# Definition of Inshore?



## shipsmate (Mar 29, 2010)

If asking about fishing out 9 miles in the gulf is that inshore or offshore? I've seen offshore as being related to blue water fishing much further out. I'm new to salt water fishing and just trying to post in the right spots.


----------



## reeltime (Aug 4, 2008)

there is a specific section actually called "blue water".


----------



## shipsmate (Mar 29, 2010)

yep, if i were a little more attentive i would have seen that, sorry.


----------



## fisheye48 (Sep 28, 2007)

> *shipsmate (3/28/2010)*If asking about fishing out 9 miles in the gulf is that inshore or offshore? I've seen offshore as being related to blue water fishing much further out.

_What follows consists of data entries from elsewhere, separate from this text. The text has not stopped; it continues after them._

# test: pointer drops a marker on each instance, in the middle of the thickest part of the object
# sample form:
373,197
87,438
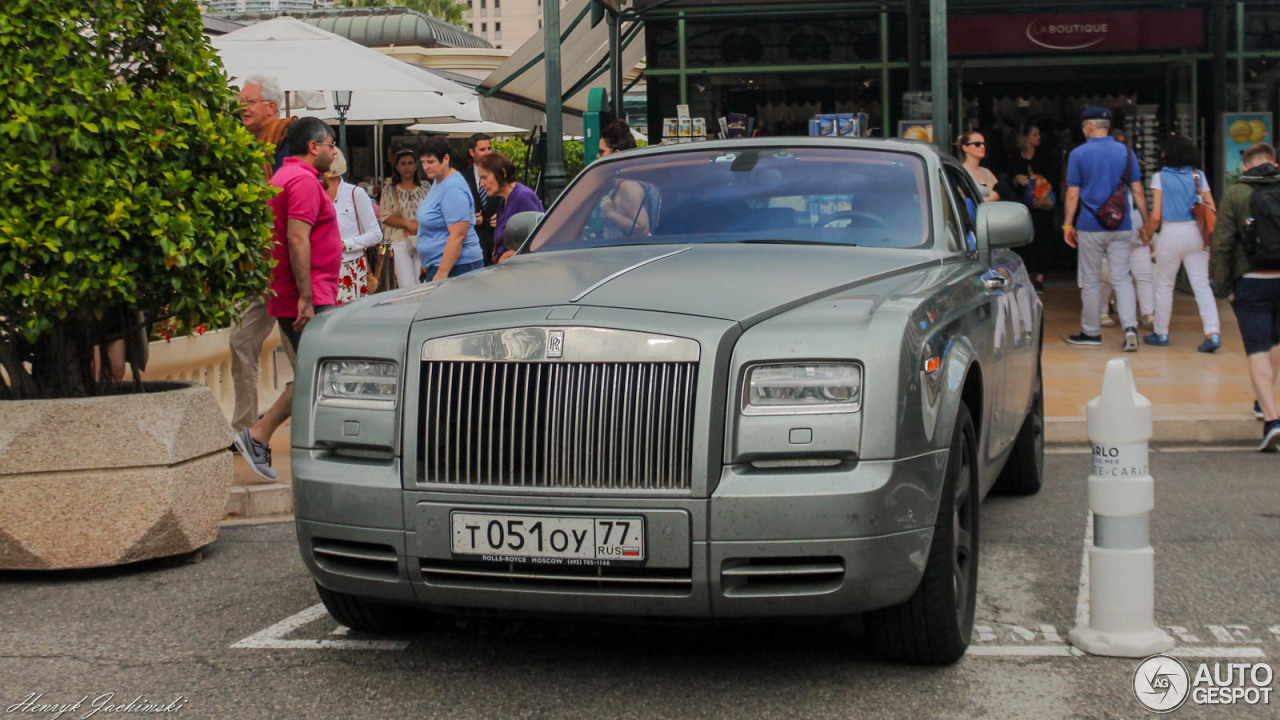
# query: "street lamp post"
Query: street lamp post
553,174
342,103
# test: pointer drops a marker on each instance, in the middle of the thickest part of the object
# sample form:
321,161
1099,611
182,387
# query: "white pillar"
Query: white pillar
1121,495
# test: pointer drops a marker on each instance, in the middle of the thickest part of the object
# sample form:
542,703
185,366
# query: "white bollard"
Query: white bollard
1121,495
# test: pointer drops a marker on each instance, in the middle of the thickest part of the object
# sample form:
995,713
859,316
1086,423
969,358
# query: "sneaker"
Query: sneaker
1211,343
1156,338
1270,437
257,455
1083,338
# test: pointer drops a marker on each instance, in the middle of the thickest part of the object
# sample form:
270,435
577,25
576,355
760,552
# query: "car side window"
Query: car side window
955,231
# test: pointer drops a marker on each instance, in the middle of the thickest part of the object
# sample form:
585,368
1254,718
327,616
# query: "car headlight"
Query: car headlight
803,387
359,383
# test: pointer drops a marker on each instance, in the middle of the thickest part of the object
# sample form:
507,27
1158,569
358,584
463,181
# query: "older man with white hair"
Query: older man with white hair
1095,172
260,112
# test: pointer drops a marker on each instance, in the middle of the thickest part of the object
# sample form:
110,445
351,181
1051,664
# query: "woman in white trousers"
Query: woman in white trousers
400,200
1175,190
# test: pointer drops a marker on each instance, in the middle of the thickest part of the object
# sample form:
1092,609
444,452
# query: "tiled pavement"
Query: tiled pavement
1196,397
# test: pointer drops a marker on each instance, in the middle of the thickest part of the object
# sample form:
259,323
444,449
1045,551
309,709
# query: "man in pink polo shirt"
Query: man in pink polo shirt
307,255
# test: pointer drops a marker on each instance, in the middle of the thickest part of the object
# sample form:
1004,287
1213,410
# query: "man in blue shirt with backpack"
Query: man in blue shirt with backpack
1244,267
1097,176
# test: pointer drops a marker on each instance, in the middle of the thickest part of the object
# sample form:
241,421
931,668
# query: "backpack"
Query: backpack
1262,236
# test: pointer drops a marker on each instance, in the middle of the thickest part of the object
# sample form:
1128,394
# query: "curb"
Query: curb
1196,429
259,501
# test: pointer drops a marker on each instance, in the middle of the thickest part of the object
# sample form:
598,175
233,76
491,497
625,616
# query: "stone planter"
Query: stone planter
108,481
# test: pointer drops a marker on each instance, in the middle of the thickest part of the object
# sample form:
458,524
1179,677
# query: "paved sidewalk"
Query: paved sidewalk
252,496
1196,396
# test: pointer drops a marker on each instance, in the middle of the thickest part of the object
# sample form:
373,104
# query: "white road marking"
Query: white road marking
1068,651
1082,601
274,637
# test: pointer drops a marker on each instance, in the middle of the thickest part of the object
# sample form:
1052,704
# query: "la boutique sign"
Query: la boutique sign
1075,32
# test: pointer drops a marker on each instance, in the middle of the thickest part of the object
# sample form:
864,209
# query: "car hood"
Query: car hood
746,283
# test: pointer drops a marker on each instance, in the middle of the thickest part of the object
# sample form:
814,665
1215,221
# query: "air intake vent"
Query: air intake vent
758,577
572,578
361,559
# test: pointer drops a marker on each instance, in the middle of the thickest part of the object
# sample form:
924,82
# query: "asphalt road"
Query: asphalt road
238,636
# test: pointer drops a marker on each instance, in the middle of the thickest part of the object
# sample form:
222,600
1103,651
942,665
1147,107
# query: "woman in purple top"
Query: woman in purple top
498,176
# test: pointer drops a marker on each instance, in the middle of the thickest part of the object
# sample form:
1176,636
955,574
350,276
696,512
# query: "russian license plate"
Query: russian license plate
562,537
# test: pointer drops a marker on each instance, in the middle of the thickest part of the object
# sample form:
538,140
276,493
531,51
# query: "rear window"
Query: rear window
785,195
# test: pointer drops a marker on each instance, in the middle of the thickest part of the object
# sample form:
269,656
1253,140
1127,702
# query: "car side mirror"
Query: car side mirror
1004,224
519,228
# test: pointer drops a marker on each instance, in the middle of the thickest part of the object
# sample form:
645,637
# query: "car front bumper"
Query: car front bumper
805,542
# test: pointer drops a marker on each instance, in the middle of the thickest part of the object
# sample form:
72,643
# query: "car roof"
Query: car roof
894,145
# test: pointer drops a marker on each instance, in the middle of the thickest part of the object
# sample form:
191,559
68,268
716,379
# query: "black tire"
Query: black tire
1024,470
366,615
933,627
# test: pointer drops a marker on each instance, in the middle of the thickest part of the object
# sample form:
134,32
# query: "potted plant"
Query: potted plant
129,191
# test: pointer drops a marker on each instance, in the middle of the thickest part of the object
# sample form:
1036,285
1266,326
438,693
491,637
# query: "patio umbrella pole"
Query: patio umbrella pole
554,171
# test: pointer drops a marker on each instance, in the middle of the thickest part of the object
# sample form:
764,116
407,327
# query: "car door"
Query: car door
997,279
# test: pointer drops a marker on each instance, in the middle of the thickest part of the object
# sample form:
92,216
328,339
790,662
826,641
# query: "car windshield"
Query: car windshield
767,195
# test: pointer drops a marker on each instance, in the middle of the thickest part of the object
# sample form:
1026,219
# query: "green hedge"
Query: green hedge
517,149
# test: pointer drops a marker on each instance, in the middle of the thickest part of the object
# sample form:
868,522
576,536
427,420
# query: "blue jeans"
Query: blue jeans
458,269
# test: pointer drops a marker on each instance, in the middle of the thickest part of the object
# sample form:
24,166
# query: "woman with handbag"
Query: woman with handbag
497,173
1175,191
401,195
357,224
972,147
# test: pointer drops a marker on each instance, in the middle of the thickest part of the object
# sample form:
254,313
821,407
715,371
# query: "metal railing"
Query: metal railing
208,360
604,425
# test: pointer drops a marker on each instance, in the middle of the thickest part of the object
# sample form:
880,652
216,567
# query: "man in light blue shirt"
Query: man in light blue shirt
1093,172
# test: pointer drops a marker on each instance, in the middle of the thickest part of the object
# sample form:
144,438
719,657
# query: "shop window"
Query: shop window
799,40
781,104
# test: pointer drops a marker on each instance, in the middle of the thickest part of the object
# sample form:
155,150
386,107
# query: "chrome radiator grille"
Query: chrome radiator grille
609,425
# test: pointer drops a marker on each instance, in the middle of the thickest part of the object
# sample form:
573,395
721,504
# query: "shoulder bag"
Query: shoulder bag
379,276
1205,213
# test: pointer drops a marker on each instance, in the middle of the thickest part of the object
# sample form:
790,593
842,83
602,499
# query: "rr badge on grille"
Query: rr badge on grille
554,343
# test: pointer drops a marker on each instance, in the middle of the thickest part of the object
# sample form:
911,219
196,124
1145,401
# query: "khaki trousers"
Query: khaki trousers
246,343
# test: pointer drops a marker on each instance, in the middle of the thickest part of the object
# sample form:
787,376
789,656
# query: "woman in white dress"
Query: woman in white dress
357,224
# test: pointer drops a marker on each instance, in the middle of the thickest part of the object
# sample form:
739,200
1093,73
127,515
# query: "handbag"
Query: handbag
1205,213
1112,212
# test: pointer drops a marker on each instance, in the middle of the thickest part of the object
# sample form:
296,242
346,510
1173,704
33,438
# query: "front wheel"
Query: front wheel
366,615
935,625
1024,470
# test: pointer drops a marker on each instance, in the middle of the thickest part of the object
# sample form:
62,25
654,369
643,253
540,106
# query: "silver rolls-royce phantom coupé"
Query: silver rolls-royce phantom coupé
725,379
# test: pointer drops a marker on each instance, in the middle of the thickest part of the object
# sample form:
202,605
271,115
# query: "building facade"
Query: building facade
506,23
225,7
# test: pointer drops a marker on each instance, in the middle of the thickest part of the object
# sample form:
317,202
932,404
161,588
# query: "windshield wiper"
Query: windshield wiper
780,241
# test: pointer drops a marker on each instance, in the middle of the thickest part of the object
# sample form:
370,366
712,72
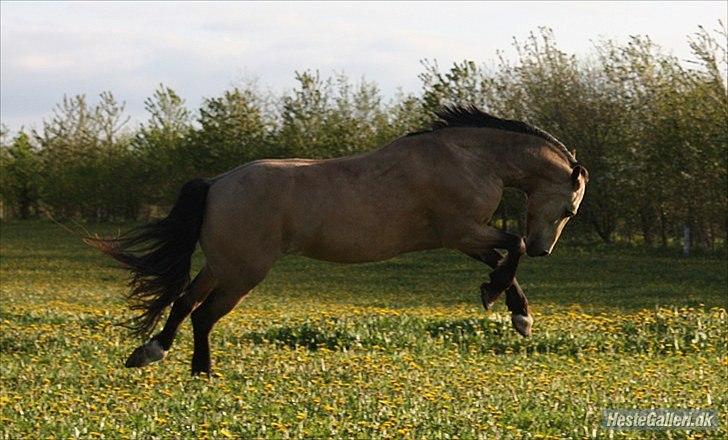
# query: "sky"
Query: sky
49,49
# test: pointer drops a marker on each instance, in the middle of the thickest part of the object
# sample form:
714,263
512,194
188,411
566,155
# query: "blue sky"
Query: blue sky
200,49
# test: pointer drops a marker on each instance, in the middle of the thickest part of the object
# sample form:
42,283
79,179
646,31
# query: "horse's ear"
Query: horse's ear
576,172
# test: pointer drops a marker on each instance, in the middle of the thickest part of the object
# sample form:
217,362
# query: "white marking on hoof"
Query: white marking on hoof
145,354
522,324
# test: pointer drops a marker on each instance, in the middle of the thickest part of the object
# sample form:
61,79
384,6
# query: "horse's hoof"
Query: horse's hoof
522,324
145,354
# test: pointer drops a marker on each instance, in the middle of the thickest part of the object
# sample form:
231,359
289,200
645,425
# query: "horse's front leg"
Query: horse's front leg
515,298
481,244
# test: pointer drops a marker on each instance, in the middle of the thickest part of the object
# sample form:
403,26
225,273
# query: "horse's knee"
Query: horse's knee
518,247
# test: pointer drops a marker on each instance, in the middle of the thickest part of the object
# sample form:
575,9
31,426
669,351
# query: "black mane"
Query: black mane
471,116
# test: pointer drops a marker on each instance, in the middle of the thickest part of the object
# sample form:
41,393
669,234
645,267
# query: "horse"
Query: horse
431,189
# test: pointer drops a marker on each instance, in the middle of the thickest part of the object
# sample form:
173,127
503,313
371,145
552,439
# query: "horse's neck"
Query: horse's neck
529,168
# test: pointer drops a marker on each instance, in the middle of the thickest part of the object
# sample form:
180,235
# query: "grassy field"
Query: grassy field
396,349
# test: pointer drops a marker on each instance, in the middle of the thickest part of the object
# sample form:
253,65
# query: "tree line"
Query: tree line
650,128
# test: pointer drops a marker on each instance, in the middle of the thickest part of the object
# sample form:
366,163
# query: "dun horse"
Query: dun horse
433,189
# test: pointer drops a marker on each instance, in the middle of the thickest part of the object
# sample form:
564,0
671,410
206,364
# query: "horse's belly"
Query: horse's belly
358,242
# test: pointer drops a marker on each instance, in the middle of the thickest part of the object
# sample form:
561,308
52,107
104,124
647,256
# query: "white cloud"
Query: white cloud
49,49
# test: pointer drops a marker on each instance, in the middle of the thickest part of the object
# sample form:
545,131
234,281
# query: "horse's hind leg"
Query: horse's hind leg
221,302
156,348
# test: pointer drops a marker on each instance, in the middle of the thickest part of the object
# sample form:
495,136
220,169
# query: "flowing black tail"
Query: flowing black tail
158,255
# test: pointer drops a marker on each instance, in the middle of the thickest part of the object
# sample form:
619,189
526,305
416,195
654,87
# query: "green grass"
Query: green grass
394,349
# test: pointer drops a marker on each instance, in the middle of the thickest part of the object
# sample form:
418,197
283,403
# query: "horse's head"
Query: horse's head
549,209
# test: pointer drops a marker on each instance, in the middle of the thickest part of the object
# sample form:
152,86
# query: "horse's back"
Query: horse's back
359,208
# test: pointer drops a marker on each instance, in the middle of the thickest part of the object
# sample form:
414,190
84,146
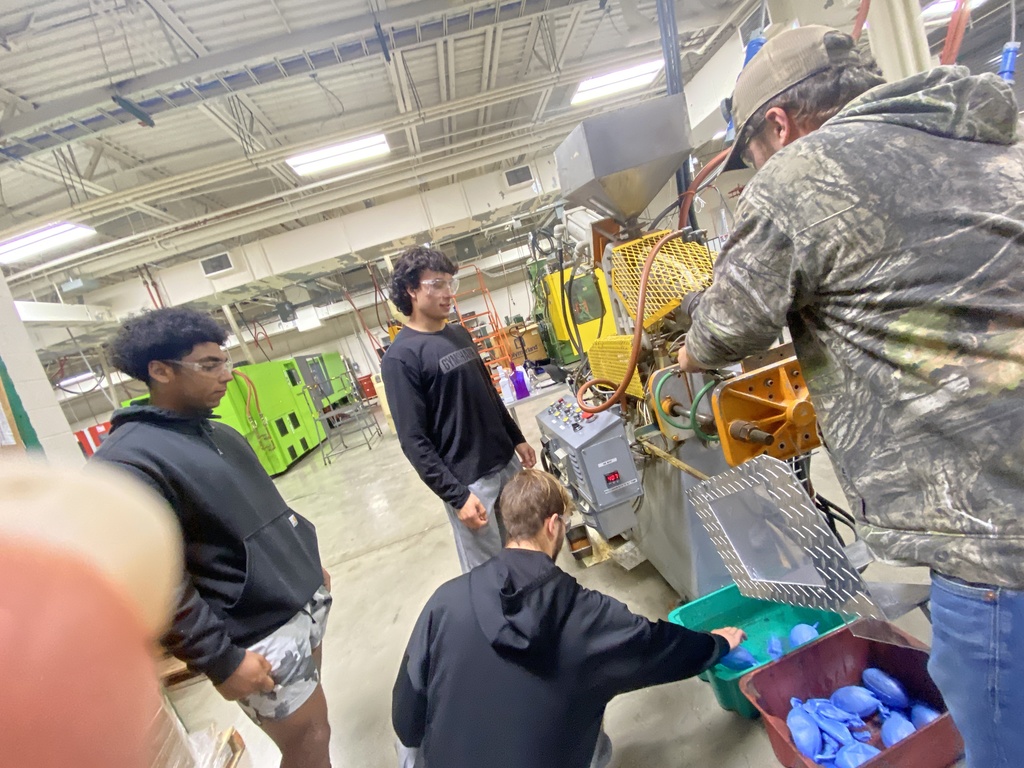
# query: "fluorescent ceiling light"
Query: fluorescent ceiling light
344,154
942,9
42,240
80,379
616,82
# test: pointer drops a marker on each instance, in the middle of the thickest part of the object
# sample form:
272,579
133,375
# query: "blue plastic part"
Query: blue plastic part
886,688
896,728
922,715
738,658
856,755
826,709
857,699
1008,65
803,633
805,732
756,44
830,727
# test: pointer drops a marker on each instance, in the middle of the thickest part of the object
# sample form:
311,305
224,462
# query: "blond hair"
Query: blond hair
529,499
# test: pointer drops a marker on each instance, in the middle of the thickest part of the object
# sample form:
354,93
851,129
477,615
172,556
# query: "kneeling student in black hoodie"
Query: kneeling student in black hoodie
511,665
255,598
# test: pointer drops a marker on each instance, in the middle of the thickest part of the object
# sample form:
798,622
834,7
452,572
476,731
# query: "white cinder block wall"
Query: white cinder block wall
33,387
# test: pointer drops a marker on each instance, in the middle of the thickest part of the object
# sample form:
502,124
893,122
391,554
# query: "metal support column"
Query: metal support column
674,78
238,334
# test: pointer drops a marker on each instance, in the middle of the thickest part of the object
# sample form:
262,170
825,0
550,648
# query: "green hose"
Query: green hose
693,414
657,402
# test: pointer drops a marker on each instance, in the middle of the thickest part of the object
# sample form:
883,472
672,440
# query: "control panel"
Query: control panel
592,454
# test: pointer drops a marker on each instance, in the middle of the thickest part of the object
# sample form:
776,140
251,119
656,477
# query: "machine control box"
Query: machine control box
592,453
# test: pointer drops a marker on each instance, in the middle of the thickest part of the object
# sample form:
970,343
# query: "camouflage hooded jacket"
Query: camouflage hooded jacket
891,241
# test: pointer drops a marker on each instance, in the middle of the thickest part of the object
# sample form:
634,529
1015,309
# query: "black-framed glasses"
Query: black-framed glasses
211,368
438,285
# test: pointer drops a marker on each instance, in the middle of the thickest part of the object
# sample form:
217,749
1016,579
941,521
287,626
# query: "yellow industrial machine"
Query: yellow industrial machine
689,427
578,308
765,411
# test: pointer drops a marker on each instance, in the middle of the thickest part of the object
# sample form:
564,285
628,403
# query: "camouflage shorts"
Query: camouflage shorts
289,650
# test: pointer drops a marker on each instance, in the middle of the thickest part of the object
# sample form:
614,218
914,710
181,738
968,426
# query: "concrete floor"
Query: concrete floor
387,544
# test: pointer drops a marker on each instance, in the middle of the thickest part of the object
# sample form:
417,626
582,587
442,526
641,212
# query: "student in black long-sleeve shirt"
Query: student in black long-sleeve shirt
452,424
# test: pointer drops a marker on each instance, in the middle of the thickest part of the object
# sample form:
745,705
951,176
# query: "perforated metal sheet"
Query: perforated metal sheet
680,268
609,356
827,582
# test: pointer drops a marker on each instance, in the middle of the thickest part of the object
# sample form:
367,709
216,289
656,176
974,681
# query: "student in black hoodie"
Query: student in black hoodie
512,665
255,598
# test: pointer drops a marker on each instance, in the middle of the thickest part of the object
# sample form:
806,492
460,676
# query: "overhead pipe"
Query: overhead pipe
162,188
197,237
238,334
673,71
322,201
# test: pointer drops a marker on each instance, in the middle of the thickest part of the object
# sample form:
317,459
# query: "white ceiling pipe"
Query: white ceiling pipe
156,248
212,174
294,209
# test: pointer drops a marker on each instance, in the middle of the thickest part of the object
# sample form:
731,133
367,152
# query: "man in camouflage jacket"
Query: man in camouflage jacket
885,227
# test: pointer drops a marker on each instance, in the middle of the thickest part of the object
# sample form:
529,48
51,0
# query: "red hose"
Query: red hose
858,25
687,197
684,212
954,33
364,324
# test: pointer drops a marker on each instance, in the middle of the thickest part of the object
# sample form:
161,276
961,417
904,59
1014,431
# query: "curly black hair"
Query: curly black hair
408,270
166,334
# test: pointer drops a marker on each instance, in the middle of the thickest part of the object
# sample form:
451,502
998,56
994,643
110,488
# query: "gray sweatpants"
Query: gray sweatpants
476,547
411,758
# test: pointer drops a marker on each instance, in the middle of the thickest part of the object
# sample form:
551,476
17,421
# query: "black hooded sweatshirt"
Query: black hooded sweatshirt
252,562
512,665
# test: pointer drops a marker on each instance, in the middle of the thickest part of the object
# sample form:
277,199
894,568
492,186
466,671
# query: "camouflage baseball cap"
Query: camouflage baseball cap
784,60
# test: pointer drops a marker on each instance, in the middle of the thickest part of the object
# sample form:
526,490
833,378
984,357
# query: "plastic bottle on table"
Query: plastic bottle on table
519,383
505,384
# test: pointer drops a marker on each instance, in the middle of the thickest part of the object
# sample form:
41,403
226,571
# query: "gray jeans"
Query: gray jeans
476,547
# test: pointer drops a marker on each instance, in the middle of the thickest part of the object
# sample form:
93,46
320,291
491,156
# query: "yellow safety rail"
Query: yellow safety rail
680,268
609,357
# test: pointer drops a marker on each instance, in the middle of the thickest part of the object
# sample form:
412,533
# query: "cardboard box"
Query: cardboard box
530,338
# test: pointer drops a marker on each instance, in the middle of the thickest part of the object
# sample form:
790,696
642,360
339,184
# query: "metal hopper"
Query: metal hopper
615,163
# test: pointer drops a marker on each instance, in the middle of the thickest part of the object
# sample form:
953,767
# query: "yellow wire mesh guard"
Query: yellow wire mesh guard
680,268
609,357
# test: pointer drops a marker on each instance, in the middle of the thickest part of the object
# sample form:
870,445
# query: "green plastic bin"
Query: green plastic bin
760,620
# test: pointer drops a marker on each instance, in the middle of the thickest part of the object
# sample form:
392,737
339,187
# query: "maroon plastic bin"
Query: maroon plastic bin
815,670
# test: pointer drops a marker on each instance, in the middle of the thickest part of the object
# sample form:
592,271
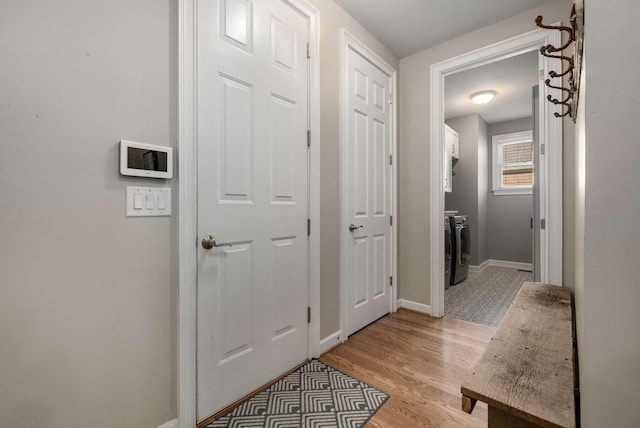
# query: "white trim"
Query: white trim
187,226
414,306
171,424
512,265
350,41
513,191
187,231
479,268
501,263
330,342
550,163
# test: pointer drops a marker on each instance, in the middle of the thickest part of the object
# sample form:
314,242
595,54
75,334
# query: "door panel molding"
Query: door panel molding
187,200
349,42
550,164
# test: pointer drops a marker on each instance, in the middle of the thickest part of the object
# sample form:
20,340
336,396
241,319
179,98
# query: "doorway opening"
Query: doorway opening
489,191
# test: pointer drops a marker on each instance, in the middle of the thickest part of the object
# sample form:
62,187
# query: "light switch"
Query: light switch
148,201
151,201
137,201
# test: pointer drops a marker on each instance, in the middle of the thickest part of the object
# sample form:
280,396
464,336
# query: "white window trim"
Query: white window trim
496,140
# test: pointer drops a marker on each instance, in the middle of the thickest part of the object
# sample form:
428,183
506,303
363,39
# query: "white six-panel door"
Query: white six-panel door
368,187
252,160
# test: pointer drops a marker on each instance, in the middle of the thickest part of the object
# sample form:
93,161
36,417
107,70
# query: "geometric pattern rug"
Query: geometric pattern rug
484,297
315,395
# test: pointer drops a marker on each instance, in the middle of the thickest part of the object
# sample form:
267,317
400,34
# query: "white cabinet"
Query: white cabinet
448,173
451,144
451,150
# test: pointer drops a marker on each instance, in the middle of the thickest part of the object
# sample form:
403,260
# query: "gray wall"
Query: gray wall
482,249
608,233
88,296
509,216
414,174
469,184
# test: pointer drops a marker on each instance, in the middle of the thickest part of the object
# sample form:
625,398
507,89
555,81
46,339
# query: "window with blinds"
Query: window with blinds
513,163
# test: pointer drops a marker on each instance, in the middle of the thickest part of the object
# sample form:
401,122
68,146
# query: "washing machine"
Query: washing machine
461,248
448,251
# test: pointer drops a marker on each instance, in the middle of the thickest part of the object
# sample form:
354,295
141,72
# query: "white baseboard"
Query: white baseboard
479,268
514,265
170,424
330,342
414,306
501,263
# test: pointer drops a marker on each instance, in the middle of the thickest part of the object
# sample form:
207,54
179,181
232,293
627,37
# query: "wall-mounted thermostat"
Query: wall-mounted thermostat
145,160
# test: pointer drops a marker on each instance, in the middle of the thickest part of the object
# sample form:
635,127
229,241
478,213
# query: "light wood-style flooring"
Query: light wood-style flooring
421,363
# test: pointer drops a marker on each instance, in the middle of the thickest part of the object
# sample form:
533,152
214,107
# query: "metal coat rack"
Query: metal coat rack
569,101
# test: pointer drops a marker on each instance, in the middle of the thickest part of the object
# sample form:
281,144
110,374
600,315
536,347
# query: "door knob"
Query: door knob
209,242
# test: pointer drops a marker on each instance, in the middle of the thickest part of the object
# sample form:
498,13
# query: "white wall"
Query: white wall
414,175
607,271
87,296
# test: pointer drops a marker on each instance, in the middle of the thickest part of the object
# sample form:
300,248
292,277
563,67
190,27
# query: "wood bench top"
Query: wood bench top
527,370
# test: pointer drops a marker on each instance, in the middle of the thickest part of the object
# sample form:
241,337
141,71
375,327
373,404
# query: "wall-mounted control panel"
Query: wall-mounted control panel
145,160
148,201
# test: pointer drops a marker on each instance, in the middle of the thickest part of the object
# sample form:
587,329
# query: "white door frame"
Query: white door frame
187,201
351,42
550,163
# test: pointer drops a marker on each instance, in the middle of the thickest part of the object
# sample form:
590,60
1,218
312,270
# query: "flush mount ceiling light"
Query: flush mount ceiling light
482,97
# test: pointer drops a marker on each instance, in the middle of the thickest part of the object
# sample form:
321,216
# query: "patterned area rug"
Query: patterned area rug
315,395
484,297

I'm new to salt water fishing and just trying to post in the right spots.




ive always called that nearshore...not inshore but not offshore


----------



## 60hertz (Oct 1, 2007)

I may be wrong, but I've always thought of it this way - at least in the Pensacola area:



Inshore: Inside the pass (Panama City, Destin, Pensacola, Alabama)



Nearshore: Outside the pass, but w/in sight of land.



Offshore: Land not in sight.


----------



## 69Viking (Oct 30, 2008)

> *60hertz (3/28/2010)*I may be wrong, but I've always thought of it this way - at least in the Pensacola area:
> 
> Inshore: Inside the pass (Panama City, Destin, Pensacola, Alabama)
> 
> ...


Well put, makes logical sense and pretty much how I call it!


----------



## TURTLE (May 22, 2008)

> *69Viking (3/30/2010)*
> 
> 
> > *60hertz (3/28/2010)*I may be wrong, but I've always thought of it this way - at least in the Pensacola area:
> ...


*Same here.*


----------



## Max_Power (May 11, 2009)

> *69Viking (3/30/2010)*
> 
> 
> > *60hertz (3/28/2010)*I may be wrong, but I've always thought of it this way - at least in the Pensacola area:
> ...






That's how I define it.


----------